Tener un amigo hostelero del centro en estos tiempos que corren significa sufrir una decepción segura. Debe de tratarse de una sensación parecida a la de tener a otro íntimo dedicado a la política y encontrártelo, de repente, imputado en tu tele por corrupción, pero no en cualquier televisor, en el del salón de tu casa, nada menos, será canalla. Un empresario hostelero del centro es un ser molesto por ordenanza municipal, que es lo mismo que por desgracia divina.
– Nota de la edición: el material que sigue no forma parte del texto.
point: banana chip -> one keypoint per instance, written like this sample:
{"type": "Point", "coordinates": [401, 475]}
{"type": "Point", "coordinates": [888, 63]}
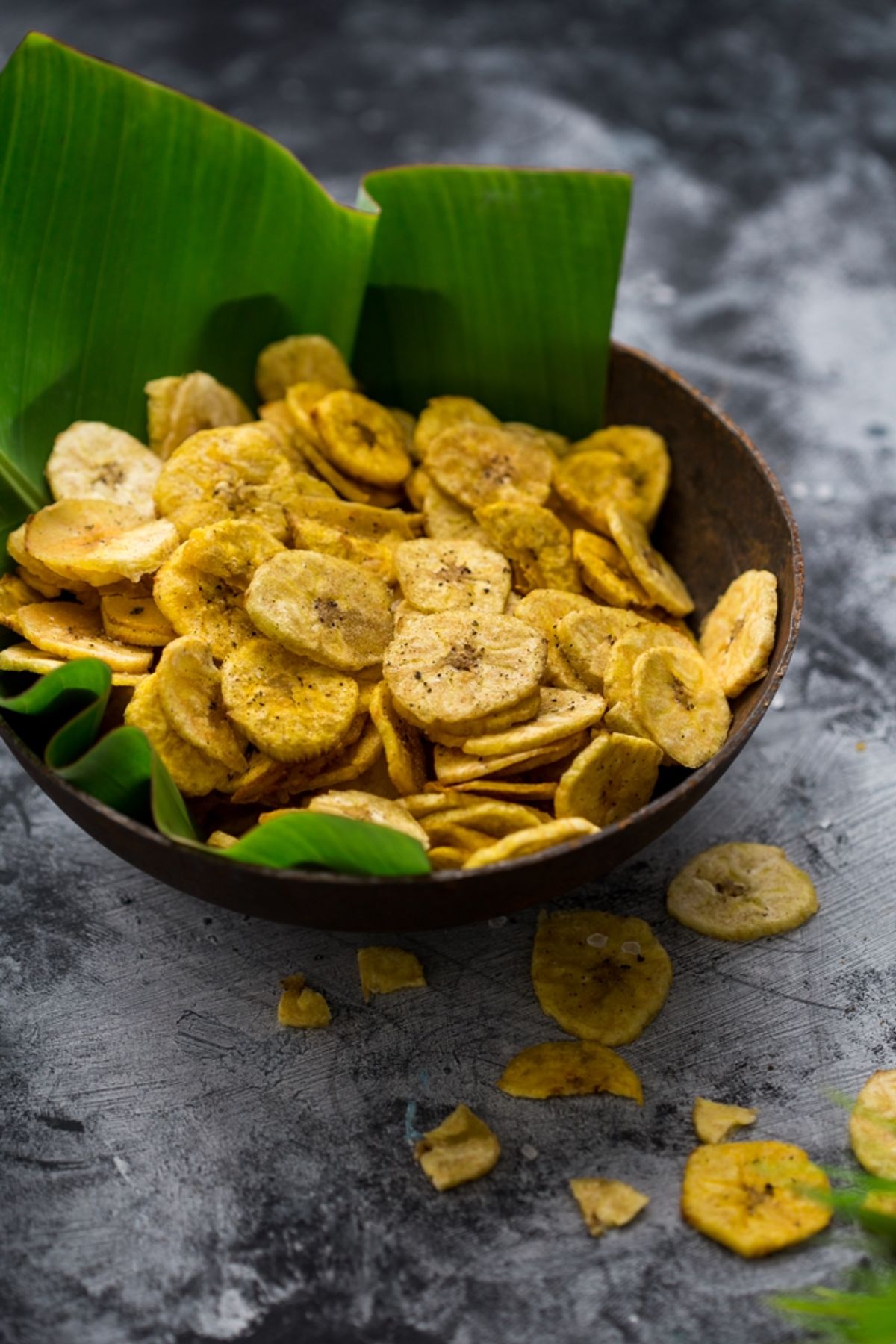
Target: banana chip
{"type": "Point", "coordinates": [323, 606]}
{"type": "Point", "coordinates": [682, 705]}
{"type": "Point", "coordinates": [453, 667]}
{"type": "Point", "coordinates": [179, 408]}
{"type": "Point", "coordinates": [600, 976]}
{"type": "Point", "coordinates": [289, 707]}
{"type": "Point", "coordinates": [297, 359]}
{"type": "Point", "coordinates": [612, 779]}
{"type": "Point", "coordinates": [444, 576]}
{"type": "Point", "coordinates": [872, 1125]}
{"type": "Point", "coordinates": [477, 464]}
{"type": "Point", "coordinates": [755, 1198]}
{"type": "Point", "coordinates": [655, 574]}
{"type": "Point", "coordinates": [461, 1149]}
{"type": "Point", "coordinates": [738, 636]}
{"type": "Point", "coordinates": [188, 685]}
{"type": "Point", "coordinates": [532, 841]}
{"type": "Point", "coordinates": [570, 1068]}
{"type": "Point", "coordinates": [92, 460]}
{"type": "Point", "coordinates": [193, 772]}
{"type": "Point", "coordinates": [364, 806]}
{"type": "Point", "coordinates": [535, 541]}
{"type": "Point", "coordinates": [70, 631]}
{"type": "Point", "coordinates": [402, 744]}
{"type": "Point", "coordinates": [386, 969]}
{"type": "Point", "coordinates": [714, 1121]}
{"type": "Point", "coordinates": [605, 570]}
{"type": "Point", "coordinates": [742, 892]}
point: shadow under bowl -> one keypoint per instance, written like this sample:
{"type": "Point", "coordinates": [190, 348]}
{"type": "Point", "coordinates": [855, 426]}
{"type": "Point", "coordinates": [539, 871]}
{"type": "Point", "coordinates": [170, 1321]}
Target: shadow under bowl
{"type": "Point", "coordinates": [724, 514]}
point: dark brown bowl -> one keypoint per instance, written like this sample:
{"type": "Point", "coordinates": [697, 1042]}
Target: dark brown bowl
{"type": "Point", "coordinates": [724, 514]}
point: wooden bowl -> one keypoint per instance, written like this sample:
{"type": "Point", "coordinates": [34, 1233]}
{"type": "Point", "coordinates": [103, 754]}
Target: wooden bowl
{"type": "Point", "coordinates": [724, 514]}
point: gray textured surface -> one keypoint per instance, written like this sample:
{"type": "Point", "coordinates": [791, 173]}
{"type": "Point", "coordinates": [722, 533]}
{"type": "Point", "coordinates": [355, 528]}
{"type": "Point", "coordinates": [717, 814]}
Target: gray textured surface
{"type": "Point", "coordinates": [178, 1169]}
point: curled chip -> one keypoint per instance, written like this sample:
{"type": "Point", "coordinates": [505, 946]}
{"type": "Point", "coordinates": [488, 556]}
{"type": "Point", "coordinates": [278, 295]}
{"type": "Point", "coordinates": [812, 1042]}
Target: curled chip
{"type": "Point", "coordinates": [535, 541]}
{"type": "Point", "coordinates": [323, 606]}
{"type": "Point", "coordinates": [445, 411]}
{"type": "Point", "coordinates": [682, 705]}
{"type": "Point", "coordinates": [300, 1006]}
{"type": "Point", "coordinates": [613, 777]}
{"type": "Point", "coordinates": [755, 1198]}
{"type": "Point", "coordinates": [70, 631]}
{"type": "Point", "coordinates": [386, 969]}
{"type": "Point", "coordinates": [532, 841]}
{"type": "Point", "coordinates": [655, 574]}
{"type": "Point", "coordinates": [872, 1125]}
{"type": "Point", "coordinates": [645, 453]}
{"type": "Point", "coordinates": [366, 806]}
{"type": "Point", "coordinates": [134, 621]}
{"type": "Point", "coordinates": [570, 1068]}
{"type": "Point", "coordinates": [442, 576]}
{"type": "Point", "coordinates": [289, 707]}
{"type": "Point", "coordinates": [240, 472]}
{"type": "Point", "coordinates": [402, 744]}
{"type": "Point", "coordinates": [605, 570]}
{"type": "Point", "coordinates": [461, 1149]}
{"type": "Point", "coordinates": [606, 1203]}
{"type": "Point", "coordinates": [97, 542]}
{"type": "Point", "coordinates": [714, 1121]}
{"type": "Point", "coordinates": [742, 892]}
{"type": "Point", "coordinates": [193, 772]}
{"type": "Point", "coordinates": [454, 667]}
{"type": "Point", "coordinates": [361, 438]}
{"type": "Point", "coordinates": [600, 976]}
{"type": "Point", "coordinates": [190, 694]}
{"type": "Point", "coordinates": [179, 408]}
{"type": "Point", "coordinates": [300, 359]}
{"type": "Point", "coordinates": [94, 461]}
{"type": "Point", "coordinates": [738, 636]}
{"type": "Point", "coordinates": [479, 464]}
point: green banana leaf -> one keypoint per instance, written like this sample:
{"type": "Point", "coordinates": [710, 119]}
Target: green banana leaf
{"type": "Point", "coordinates": [143, 234]}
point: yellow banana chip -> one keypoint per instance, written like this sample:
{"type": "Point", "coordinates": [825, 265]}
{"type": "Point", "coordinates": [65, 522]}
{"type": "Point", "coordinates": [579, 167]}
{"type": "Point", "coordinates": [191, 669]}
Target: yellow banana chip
{"type": "Point", "coordinates": [613, 777]}
{"type": "Point", "coordinates": [454, 665]}
{"type": "Point", "coordinates": [299, 359]}
{"type": "Point", "coordinates": [714, 1121]}
{"type": "Point", "coordinates": [606, 1203]}
{"type": "Point", "coordinates": [655, 574]}
{"type": "Point", "coordinates": [289, 707]}
{"type": "Point", "coordinates": [532, 841]}
{"type": "Point", "coordinates": [742, 892]}
{"type": "Point", "coordinates": [570, 1068]}
{"type": "Point", "coordinates": [444, 576]}
{"type": "Point", "coordinates": [361, 438]}
{"type": "Point", "coordinates": [179, 408]}
{"type": "Point", "coordinates": [402, 745]}
{"type": "Point", "coordinates": [738, 636]}
{"type": "Point", "coordinates": [193, 772]}
{"type": "Point", "coordinates": [682, 705]}
{"type": "Point", "coordinates": [366, 806]}
{"type": "Point", "coordinates": [70, 631]}
{"type": "Point", "coordinates": [535, 541]}
{"type": "Point", "coordinates": [479, 464]}
{"type": "Point", "coordinates": [755, 1198]}
{"type": "Point", "coordinates": [386, 969]}
{"type": "Point", "coordinates": [872, 1125]}
{"type": "Point", "coordinates": [600, 976]}
{"type": "Point", "coordinates": [92, 460]}
{"type": "Point", "coordinates": [605, 570]}
{"type": "Point", "coordinates": [461, 1149]}
{"type": "Point", "coordinates": [323, 606]}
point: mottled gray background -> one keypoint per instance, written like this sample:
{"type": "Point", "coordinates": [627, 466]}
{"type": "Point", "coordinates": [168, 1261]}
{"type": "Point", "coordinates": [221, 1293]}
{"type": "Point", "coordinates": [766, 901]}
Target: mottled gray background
{"type": "Point", "coordinates": [176, 1169]}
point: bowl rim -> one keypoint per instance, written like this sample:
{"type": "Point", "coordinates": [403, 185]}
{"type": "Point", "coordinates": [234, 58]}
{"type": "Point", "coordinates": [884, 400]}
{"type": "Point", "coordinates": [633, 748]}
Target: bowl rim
{"type": "Point", "coordinates": [716, 765]}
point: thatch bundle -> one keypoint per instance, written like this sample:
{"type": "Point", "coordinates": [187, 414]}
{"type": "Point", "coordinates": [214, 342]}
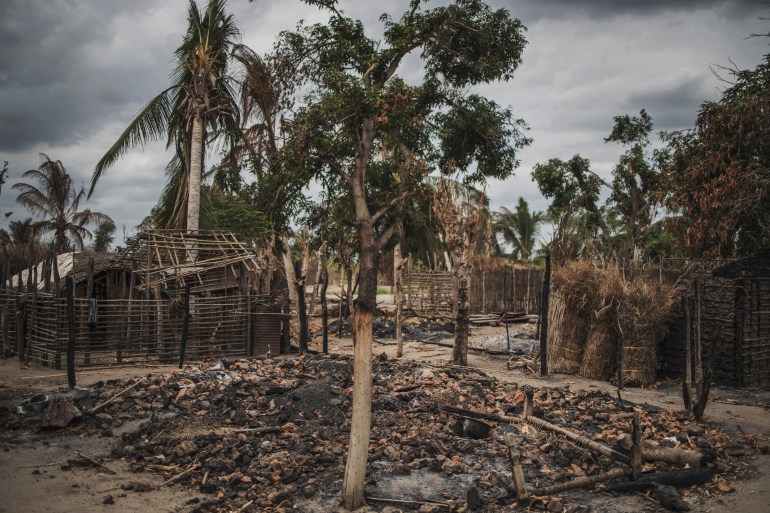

Si su negocio está situado en una calle prohibida se le colocará un cartel que indique que se trata de un señor ruidoso con un provocativo tambor que a partir de medianoche lo seduce, sin discusión ni posibilidad de prueba en contrario que mida, de manera individual y a ciencia cierta, el follón que lía realmente ese ser tan despreciable que nos impide dormir. De hecho, estaba observando en un avance informativo a la señora del abrigo azul que vociferaba, “al trullo, al trullo”, ayer en la puerta del Tribunal Supremo y me contagió su ira. ¿Manolo el del bar, mi amigo?, ¿qué amigo? ¡Al trullo con él! ¡Si votará a VOX!
La crispación, ya lo dije al principio, te da alas isotónicas, consigue que se te inyectan los ojos en sangre y te proporciona ese picor de pies que te obliga a practicar bailes regionales. ¿Te pasa algo, Gabriel?, me preguntó amable esta mañana el del bar de abajo, cuando a punto estaba de decirle lo que podía hacer con su gato. Nada, Manolo, nada, que los perros del Curro no me han dejado dormir, le contesté antes de irme sin dejarle propina y aconsejarle que juntase más ls mesas, porque seis metros, con mi anchura, no me parecían suficientes para regresar a casa sin tropiezos.
Perdón, que me enervo, a lo que iba: ahí, a tortas con los presupuestos andan estos listos en el Congreso. Ni ganas me quedan de oír los argumentos de los que no comparten mi ideología. ¿Mi ideología he dicho? ¿Me quedará algo de ideología? Bueno, pues mis ideas transversales, como lo llaman ahora, ahorrándome tiempo que perder buscando en wikipedia a Keynes o a Milton Friedman para parecer un entendido en el tema. ¿Y ya os habéis olvidado de los huesos de Franco o qué? Pero, ¿qué relator? Y el señor Page con quién va, ¿con el PSG o con el Olympique? ¿Y la manifestación del domingo? ¡Qué desastre y que risas! A ese mismo sitio, que ella sabe, mandaba yo a Eva Hache, o mejor aún, a Carvajal, al futbolista que contesta defendiendo su banda de la derecha. Este es como los de la Asociación del Carnaval de Málaga, que firmaban manifiestos de apoyo a un Metro que llegaba a un sitio en contra de a otro, y desde entonces se les conoce como “asociación de los que van al carnaval en metro desde donde les dice el alcalde y a mandar”. Ofú, qué bien sienta la crispación, desfogarse así, las banderitas con enemigos y las riñas tumultuosas sin violencia física. Qué sosiego, enfadarse y maldecir de las obras de la ciudad. ¿Para qué tantas obras?
Iba a decirles que se amaran mucho mañana y se regalasen diamantes, pero después de lo a gustito que me he quedado por culpa de Manolo, les recomiendo mejor que se odien mucho en paz y disfruten del día. Tan sanamente.